Mais ces paroles n’empêcheront pas le 1er mars 1562, le massacre de Wassy où 74 protestants seront tués. La réconciliation est ruinée pour longtemps par cette "première Saint-Barthélemy".

«Du 1er avril 1562 à la fin octobre, sept mois s'étaient écoulés où la réforme française et ses chefs entrèrent dans une nouvelle phase de la lutte, dans une guerre civile qui dura trente ans…» [18]. Au mieux, certains réformateurs comme Théodore de Bèze parleront de « non-vengeance », mais comment parler de réconciliation dans une lutte quasiment continue de 1562 à 1598 ?

Bernard Salomon a-t-il voulu utiliser la popularité importante de son talent pour mettre en avant ce modèle parfait de réconciliation ? Son effort, s’il n’a pas été relayé par d’autres[19] a néanmoins le mérite de révéler un artiste sensible, ouvert sur le monde et qui ose « parler le langage de la Parole  », exprimé dans le pardon de Joseph et dans son « esprit de famille ». Mais ce langage, de part et d’autre n’était déjà plus entendu.

 ALAIN COMBES


[1] Sur ce sujet voir l'article essentiel de Max Engammare Les Figures de la Bible , Mélanges de l'Ecole française de Rome. Italie et Méditerranée, t.106, 1994/2, p. 549-591.

[2] Né à Cuiseaux (Saône et Loire), chanoine du chapitre de la ville de Beaujeu où il meurt en 1573.

[3] Je comptabilise toutes les illustrations de Genèse 42 à 50.

[4] Figure del Vecchio Testamento, con versi toscani, per Damian Maraffi, Lyon, Jean de Tournes, 1554. Dans cette édition il n'y avait que 28 gravures nouvelles, mais toutes celles du cycle de "la réconciliation" dont nous parlons.

[5] Je mets à part pour l'instant les illustrations de P. Eskrich qui a largement repris les images de B. Salomon.

[6] Biblische Figuren des Alten und Newen Testaments, Francfort 1560.

[7] En fait, il n'illustre que la présentation à Pharaon de ses frères par Joseph.

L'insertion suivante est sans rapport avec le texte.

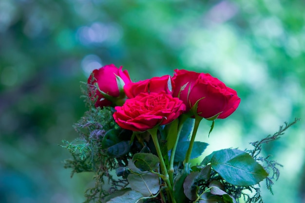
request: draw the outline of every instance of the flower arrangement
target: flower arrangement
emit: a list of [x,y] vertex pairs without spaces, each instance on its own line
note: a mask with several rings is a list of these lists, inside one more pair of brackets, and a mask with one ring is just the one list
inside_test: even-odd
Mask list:
[[114,65],[94,70],[82,89],[88,111],[75,125],[80,137],[64,141],[65,167],[95,174],[85,202],[262,203],[260,183],[272,193],[281,165],[262,157],[298,119],[250,143],[252,149],[214,151],[195,141],[200,121],[224,119],[238,108],[236,92],[208,74],[175,70],[173,75],[132,81]]

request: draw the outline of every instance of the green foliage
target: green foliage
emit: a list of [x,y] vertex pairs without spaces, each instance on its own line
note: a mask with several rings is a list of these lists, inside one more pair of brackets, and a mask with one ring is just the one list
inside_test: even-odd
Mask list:
[[268,175],[252,156],[238,149],[215,152],[211,158],[210,165],[226,181],[235,185],[253,185]]
[[[182,161],[185,157],[185,154],[188,150],[190,141],[179,141],[178,142],[177,149],[175,154],[174,161]],[[196,141],[194,142],[194,147],[191,155],[191,159],[194,159],[200,156],[207,148],[209,144],[204,142]]]

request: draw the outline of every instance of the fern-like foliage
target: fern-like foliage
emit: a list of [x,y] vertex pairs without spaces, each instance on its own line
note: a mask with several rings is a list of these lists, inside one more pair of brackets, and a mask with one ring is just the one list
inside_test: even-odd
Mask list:
[[[95,87],[83,83],[81,87],[82,98],[89,111],[74,126],[79,137],[69,142],[64,141],[61,147],[67,148],[72,158],[64,161],[64,167],[72,168],[71,177],[75,173],[85,171],[94,172],[95,184],[85,192],[85,203],[99,202],[102,197],[114,191],[124,187],[126,180],[114,179],[111,171],[119,167],[117,159],[107,153],[107,149],[101,148],[102,142],[106,132],[111,129],[118,129],[113,118],[114,109],[104,107],[95,108]],[[109,188],[105,185],[111,185]]]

L'image est très largement inspirée de B. Salomon.

[8] Des dizaines d'éditions de mystères consacrées à Joseph circulent pendant tout le XVIe siècle, de nombreuses représentations théâtrales ont lieu qui ont pu inspirer Bernard Salomon. Cela dit, nous n'aurons pas ainsi l'explication du surgissement brutal dans son œuvre graphique de tout ce développement de l'histoire de Joseph et des ses frères. Nous pourrons aussi nous étonner que d'autres dessinateurs n'aient pas été plus influencés par ces mystères.

[9] Dans l’exégèse patristique et médiévale principalement.

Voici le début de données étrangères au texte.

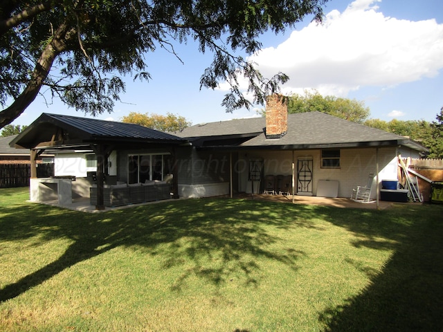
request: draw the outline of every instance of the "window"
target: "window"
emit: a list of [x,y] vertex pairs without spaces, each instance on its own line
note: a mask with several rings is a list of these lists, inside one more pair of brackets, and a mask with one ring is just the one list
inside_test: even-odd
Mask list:
[[95,154],[87,154],[86,155],[86,167],[97,167],[97,158]]
[[340,168],[340,150],[321,150],[321,168]]
[[128,156],[128,183],[144,183],[147,181],[163,181],[172,172],[172,158],[169,154],[144,154]]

[10] Il publiera plusieurs ouvrages dont les Psaumes de Marot.

[11] Célèbre éditeur lyonnais qui se réfugiera à Montluel en 1568.

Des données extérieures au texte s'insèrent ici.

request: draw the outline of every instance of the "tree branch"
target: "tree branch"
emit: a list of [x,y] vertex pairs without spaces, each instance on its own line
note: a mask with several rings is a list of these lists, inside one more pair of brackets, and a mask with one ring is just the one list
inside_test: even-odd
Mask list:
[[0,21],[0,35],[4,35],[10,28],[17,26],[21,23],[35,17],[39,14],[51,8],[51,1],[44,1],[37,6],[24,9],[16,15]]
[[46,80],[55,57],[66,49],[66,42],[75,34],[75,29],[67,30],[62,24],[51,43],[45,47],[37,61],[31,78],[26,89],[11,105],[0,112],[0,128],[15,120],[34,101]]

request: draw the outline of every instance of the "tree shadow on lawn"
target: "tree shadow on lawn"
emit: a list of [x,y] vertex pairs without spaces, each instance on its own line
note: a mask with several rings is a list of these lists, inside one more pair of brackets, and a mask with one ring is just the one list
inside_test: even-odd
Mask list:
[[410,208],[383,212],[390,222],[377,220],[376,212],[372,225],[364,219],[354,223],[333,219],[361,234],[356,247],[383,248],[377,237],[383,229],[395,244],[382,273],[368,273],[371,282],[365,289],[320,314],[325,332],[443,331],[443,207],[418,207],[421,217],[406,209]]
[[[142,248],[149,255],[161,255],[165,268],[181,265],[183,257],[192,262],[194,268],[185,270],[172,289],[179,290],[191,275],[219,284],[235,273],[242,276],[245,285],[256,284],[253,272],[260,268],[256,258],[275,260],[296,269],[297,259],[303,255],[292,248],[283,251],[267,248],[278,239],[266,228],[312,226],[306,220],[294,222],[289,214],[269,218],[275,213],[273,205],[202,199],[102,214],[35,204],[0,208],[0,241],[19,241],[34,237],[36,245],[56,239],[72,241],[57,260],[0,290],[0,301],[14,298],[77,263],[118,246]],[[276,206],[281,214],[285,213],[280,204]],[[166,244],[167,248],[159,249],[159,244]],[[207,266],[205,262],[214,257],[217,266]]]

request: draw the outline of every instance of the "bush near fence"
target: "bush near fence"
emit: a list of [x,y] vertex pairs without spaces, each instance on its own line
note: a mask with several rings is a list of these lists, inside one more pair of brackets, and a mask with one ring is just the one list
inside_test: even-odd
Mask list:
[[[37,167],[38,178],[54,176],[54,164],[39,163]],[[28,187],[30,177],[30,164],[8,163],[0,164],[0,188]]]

[12] Il lance en 1542 une série d'éditions évangéliques. Cet homme courageux et original finira sur le bûcher en 1546.

[13] Son testament du 19 octobre 1559 le confirme. Cf. l'excellent ouvrage de Peter Sharratt : Bernard Salomon illustrateur lyonnais, Droz, Genève, 2005.

[14] Histoire de F. Josèphe chez F. Bourgoing. Les bois sont rachetés par Honorat et réédités souvent par la suite. (cf. P. Sharratt, B. Salomon illustrateur Lyonnais, Droz 2005, p.43)

[15] Biblia sacra chez G. Rouille, puis chez le même éditeur avec les vers de Gueroult en 1564 : Figures de la Bible illustrées….

[16] La harangue faite par Monseigneur de Lospital grand Chancelier de France en la présence du Roy..., Blois, Julian Angelier (Ca 1562), p. 19.

[17] Epistre à l'Eglise de Dieu, préface à l'histoire des persécutions et martyrs de l'Eglise de Paris, Lyon 1563. in E. Droz, Chemins de l'hérésie,  Tome 1, Slatkine reprints, Genève 1970, p. 428.

[18] Bèze, apôtre de la non-vengeance, in E. Droz, op. cit. p. 401.

[19] Il n’y a pas d’autre écho de cette insistance dans le domaine de l’illustration, mais ailleurs on ne peut oublier les positions de Sébastien Castellion, en faveur de la paix et de la tolérance religieuse.